Justo detrás del escenario, nos fijamos en unos espectadores inesperados. Unos chicos y un par de chicas de segundo o tercero de la ESO, repetidores, se colocaron detrás de las rejas y asistieron a casi toda la ceremonia. Habían entendido, mejor que ninguno de los que nos encontrábamos allí, que estaban ante una obra de teatro. Ninguno de ellos irá mucho al teatro el resto de su vida; así que, asistían a ella, encandilados, con esa sonrisa escéptica y chulesca que encuentras en cualquier grupo de "malotes" que esté a la altura. Sin embargo, fueron respetuosos. Sólo se agarraban a las rejas o se sentaban delante del portal y, en silencio, haciendo comentarios entre ellos, con esa sonrisa en los labios, asistían atentos y curiosos.

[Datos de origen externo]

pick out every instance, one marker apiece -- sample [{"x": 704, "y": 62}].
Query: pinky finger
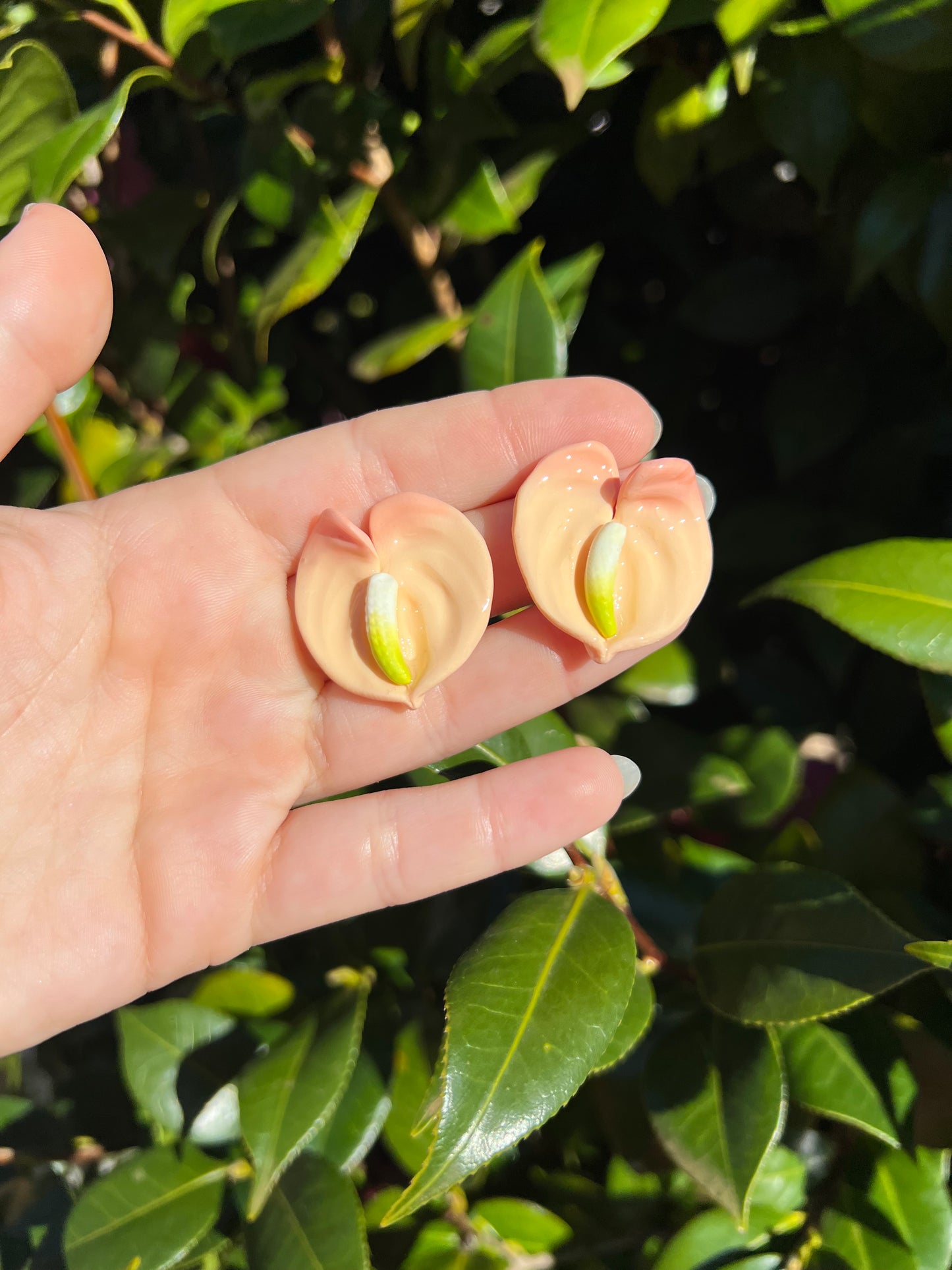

Esa reja, pensé, no era física. Ellos nunca se graduarán. Con suerte, harán una FP o un grado medio y, tal vez, encuentren un trabajo en el que no les exploten demasiado o cobren un sueldo que les permita llegar a fin de mes. Alguno acabará viendo rejas todos los días, si se pone a robar coches o a vender droga. Otro, si es avispado, se hará policía o militar.
La representación terminó. Los chicos del barrio buscaron otro entretenimiento.
Cuando volvimos a casa, nos quitamos las máscaras.